Not exactly. When asked to produce N individuls, UniquePipeline repeatedly generates individuals from its source until it has created N unique individuals (using a HashSet).
So if you had a pipeline like this:
Mutate <- Crossover <- TournamentSelect
You could modify it to look like this:
UniquePipeline <- Mutate <- Crossover <- TournamentSelect
... and it'd do what you want if you have only one breeding thread. The reason is that SimpleBreeder will ask the top-level breeding pipeline to create the whole subpopulation's worth at one time. Let's say that's N individuals.
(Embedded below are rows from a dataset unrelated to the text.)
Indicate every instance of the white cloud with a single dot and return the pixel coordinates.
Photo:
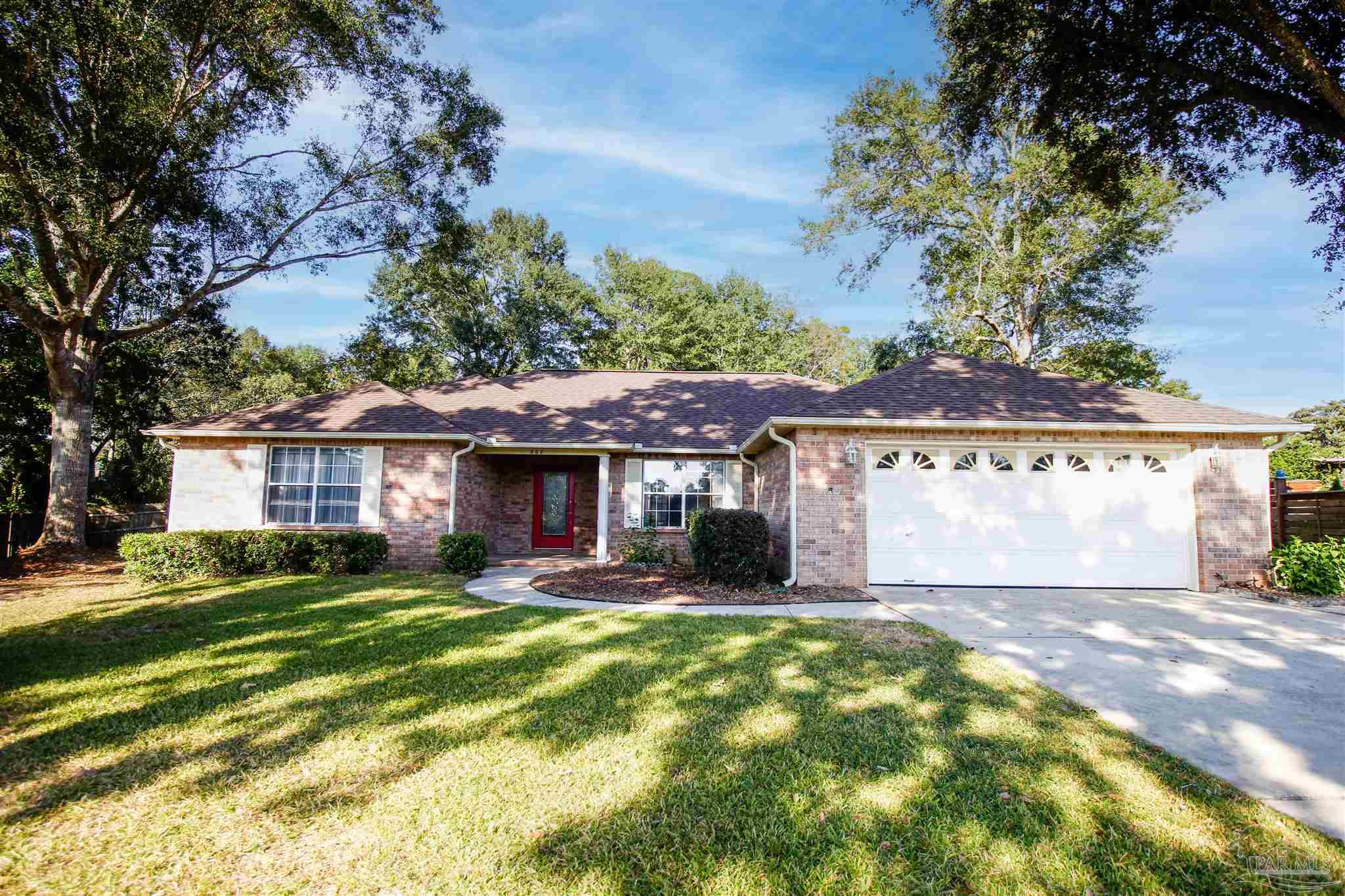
(692, 164)
(753, 242)
(304, 285)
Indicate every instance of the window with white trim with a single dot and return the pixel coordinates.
(314, 485)
(674, 489)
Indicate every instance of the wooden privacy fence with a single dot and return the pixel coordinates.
(101, 530)
(19, 531)
(105, 530)
(1309, 515)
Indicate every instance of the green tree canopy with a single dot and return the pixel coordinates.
(1206, 88)
(150, 140)
(1017, 264)
(651, 316)
(491, 299)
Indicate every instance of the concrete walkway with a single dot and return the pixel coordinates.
(1245, 689)
(510, 585)
(1252, 692)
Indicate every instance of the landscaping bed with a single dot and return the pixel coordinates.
(677, 586)
(1281, 595)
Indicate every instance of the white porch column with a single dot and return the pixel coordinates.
(603, 492)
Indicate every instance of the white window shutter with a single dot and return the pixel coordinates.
(257, 480)
(372, 488)
(734, 484)
(632, 490)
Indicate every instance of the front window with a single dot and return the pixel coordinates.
(311, 485)
(674, 489)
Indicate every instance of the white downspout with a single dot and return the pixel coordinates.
(1282, 442)
(794, 511)
(757, 482)
(452, 485)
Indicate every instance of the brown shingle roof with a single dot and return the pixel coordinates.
(669, 409)
(370, 408)
(956, 387)
(489, 409)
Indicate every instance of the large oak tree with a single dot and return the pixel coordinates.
(489, 300)
(1019, 263)
(152, 139)
(1207, 86)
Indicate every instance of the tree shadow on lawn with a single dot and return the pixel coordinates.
(780, 753)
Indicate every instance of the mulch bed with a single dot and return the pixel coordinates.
(1278, 595)
(676, 586)
(37, 568)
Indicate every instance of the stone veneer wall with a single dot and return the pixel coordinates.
(674, 539)
(1232, 511)
(210, 492)
(774, 469)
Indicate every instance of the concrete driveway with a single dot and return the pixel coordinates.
(1252, 692)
So UniquePipeline will produce N unique individuals by repeatedly requesting and testing individuals from the Mutate pipeline.
If you have multiple threads however, all you'll be able to guarantee is that *each thread*'s set of individuals will contain unique individuals, not that they're unique across all sets.
I think UniquePipeline will likely do what you want, since NSGA-II's breeder uses the same core breeding mechanism as SimpleBreeder.